Budget discussions are about to begin and Alderman Everett Brock made an preemptive strike, instructing all department directors to tighten their budgets, be prepared to justify the remaining items on their wish lists for the upcoming year, and hinted the city is financially strapped at this time.
I can’t help but wonder why? Could it have been a $10 million renovation and expansion of the Civic Center?
I think so. Exhibit A: When they discussed construction of a new station for McMinnville Police Department, Brock urged them to stay within $2 million because that number was what he used in determining if the city could afford a $10 million project. However, that lower number was from previous estimates and the cost of everything has skyrocketed and now it’s $3 million. I suspect it will be more than that.
I say they’ve done it again because I’m getting a sense of déjà vu. Officials went all in on the Main Street renovation project with $5 million in improvements back in 2004. It looked amazing. Once phase one was complete the following year, phase two stalled.

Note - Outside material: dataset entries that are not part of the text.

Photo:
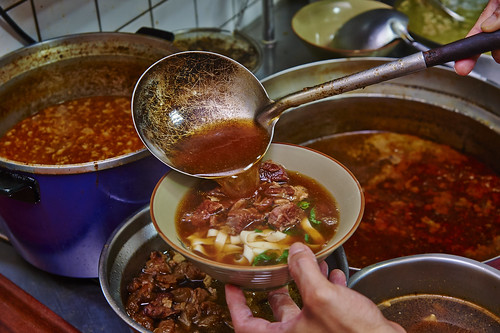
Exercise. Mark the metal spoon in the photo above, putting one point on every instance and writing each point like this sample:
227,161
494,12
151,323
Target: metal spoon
374,29
439,5
185,92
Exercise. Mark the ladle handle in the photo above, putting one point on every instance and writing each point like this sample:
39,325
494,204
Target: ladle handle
462,49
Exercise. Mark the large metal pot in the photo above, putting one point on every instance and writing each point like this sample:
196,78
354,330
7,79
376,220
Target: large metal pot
437,104
59,217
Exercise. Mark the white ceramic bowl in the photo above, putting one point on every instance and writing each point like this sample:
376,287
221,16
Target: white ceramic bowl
327,171
318,22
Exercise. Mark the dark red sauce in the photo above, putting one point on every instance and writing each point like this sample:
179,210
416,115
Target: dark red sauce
421,197
221,148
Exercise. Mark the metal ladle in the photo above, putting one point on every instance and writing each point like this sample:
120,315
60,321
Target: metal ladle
374,29
183,92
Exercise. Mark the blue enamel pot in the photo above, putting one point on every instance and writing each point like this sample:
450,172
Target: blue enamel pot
58,217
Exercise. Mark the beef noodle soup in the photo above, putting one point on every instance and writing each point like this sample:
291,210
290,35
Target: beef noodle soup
257,229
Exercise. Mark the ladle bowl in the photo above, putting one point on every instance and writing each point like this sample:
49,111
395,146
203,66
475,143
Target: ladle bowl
374,29
183,93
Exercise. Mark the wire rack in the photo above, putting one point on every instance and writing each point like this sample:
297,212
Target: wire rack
9,5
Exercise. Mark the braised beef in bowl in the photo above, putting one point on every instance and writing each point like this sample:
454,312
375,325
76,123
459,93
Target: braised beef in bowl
135,252
244,240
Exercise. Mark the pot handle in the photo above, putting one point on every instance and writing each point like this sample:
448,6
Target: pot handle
19,187
167,35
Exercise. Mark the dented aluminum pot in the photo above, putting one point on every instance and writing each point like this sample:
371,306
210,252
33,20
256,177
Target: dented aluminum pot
58,217
435,104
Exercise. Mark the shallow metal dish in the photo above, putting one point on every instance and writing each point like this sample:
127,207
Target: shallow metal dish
127,250
235,45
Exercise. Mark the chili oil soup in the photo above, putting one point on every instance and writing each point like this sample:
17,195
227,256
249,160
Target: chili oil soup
258,229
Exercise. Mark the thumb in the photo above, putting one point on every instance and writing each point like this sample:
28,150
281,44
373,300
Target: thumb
304,269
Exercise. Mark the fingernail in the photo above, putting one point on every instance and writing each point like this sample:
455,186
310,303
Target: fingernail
295,249
489,24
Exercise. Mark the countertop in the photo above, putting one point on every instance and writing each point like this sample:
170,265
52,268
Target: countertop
80,301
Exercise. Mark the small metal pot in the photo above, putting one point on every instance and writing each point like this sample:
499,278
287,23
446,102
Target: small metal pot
434,274
58,217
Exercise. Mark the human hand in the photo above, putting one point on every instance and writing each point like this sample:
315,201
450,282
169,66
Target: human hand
488,21
328,305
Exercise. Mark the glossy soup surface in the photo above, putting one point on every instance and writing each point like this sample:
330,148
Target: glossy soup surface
420,197
281,211
76,131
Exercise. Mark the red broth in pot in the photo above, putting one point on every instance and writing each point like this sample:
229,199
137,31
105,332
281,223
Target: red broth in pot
421,197
76,131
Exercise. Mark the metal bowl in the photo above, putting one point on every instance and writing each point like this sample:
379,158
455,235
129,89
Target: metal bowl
127,250
434,274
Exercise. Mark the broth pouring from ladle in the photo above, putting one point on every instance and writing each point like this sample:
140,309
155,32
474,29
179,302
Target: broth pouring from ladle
185,104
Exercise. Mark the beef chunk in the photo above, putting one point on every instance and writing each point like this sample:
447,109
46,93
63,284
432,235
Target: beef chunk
201,216
166,326
272,172
240,216
177,301
285,216
161,306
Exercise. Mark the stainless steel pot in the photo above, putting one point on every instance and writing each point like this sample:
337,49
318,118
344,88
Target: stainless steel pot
59,217
437,104
434,274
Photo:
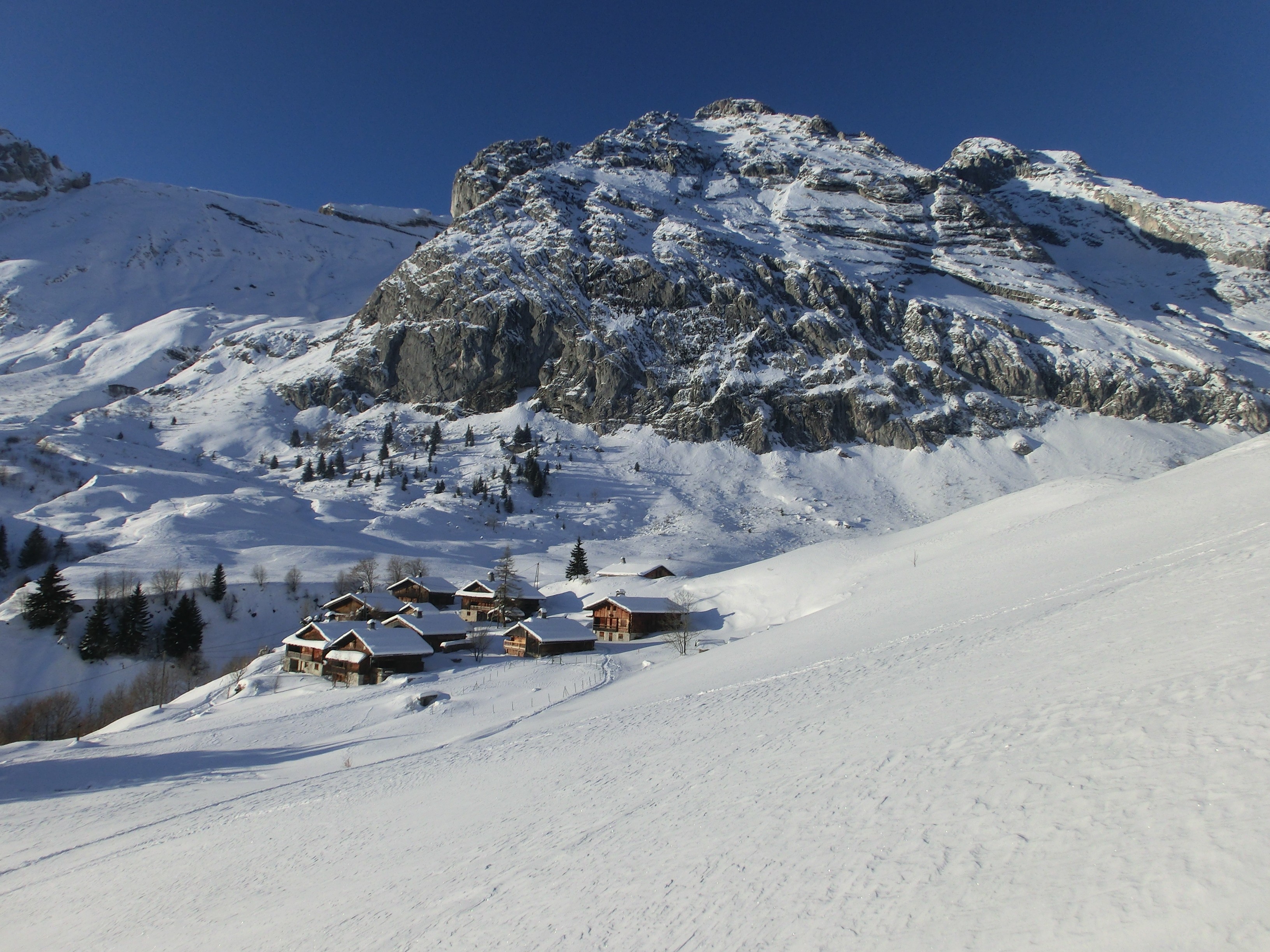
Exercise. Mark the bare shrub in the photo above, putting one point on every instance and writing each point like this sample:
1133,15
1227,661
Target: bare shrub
682,635
165,583
481,640
366,572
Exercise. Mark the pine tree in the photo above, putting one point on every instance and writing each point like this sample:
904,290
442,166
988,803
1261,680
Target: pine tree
51,601
183,634
96,644
130,636
507,584
578,568
35,550
219,587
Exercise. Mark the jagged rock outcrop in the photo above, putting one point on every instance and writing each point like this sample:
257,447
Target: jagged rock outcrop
486,176
763,277
28,173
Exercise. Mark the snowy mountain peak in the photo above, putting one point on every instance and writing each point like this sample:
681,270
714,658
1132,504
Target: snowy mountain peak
28,173
763,277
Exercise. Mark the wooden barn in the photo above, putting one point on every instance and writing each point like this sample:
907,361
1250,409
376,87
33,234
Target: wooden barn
430,588
540,638
628,617
638,570
477,602
364,606
372,653
304,650
433,629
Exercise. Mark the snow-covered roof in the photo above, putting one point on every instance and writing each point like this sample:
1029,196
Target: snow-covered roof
350,657
638,604
439,624
554,630
625,568
431,583
487,588
384,641
379,601
330,631
421,609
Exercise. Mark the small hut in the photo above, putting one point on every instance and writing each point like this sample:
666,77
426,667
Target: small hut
540,638
304,650
478,604
374,653
638,570
433,629
364,606
428,588
628,617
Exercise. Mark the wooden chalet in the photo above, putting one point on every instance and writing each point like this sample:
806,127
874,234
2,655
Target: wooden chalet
430,588
642,570
372,653
477,602
540,638
305,649
364,606
628,617
435,629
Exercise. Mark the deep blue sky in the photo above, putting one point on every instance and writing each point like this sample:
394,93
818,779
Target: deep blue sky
381,102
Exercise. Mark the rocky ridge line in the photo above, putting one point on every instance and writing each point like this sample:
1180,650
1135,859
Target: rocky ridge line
763,277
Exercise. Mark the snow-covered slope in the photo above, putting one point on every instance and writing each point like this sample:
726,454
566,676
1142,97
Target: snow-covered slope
122,282
1038,723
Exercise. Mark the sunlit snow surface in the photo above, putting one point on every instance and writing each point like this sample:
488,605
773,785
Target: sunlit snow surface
1037,723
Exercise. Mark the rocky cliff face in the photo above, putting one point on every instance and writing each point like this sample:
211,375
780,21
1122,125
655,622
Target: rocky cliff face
763,277
28,173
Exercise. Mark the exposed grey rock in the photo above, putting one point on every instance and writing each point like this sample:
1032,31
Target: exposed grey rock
749,276
28,173
486,176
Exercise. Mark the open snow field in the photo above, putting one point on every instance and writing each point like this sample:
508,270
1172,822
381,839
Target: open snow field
1037,723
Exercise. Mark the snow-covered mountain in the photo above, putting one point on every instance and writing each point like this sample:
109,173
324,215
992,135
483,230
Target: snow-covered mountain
768,278
107,289
218,310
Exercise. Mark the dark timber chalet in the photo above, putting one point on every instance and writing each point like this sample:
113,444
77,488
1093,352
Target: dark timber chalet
304,650
477,602
642,570
372,653
430,588
628,617
540,638
435,629
364,606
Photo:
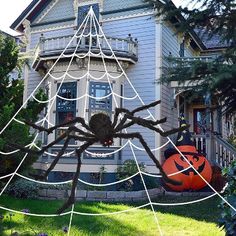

Officials started to discuss phase two in 2007 and more than one option was that the project should be scaled back in order to keep it within the $1.2 million grant from TDOT. I remember comments about spending too much on Main Street and how they wanted to mimic the appearance of Main Street without spending too much.
When that happens to the rest of us, it’s called buyer’s remorse, a sense of regret after having made a purchase. It is frequently associated with the purchase of an expensive item. Buyer’s remorse can be crippling. Everything that came after the Main Street project was scrutinized financially, cuts made and lesser projects postponed.
Fast forward to 2019 and this group of city officials (important to note: many different faces than in 2005) approved borrowing up to $10 million to be spent on one single project: renovate and expand the Civic Center.
Buyer’s remorse took hold of some elected officials prior to sealing the deal. Alderman Kate Alsbrook seemed to be the most concerned about the actual cost of this project and the unforeseen cost that will come once the building is complete. I’m sure that expanded Wellness Room will need new equipment to fill it up.
What will follow the $10 million expenditure will be cutbacks for the departments and other projects postponed. I can envision the city putting a temporary halt to street paving, which has always been the first item to be scaled back.
I don’t think the Civic Center needed $10 million, not if all other departments and projects will have to suffer financially for a while to fund it.
The first city meeting to discuss budgets for fiscal year 2019-20 is slated for June 3 at 7 p.m.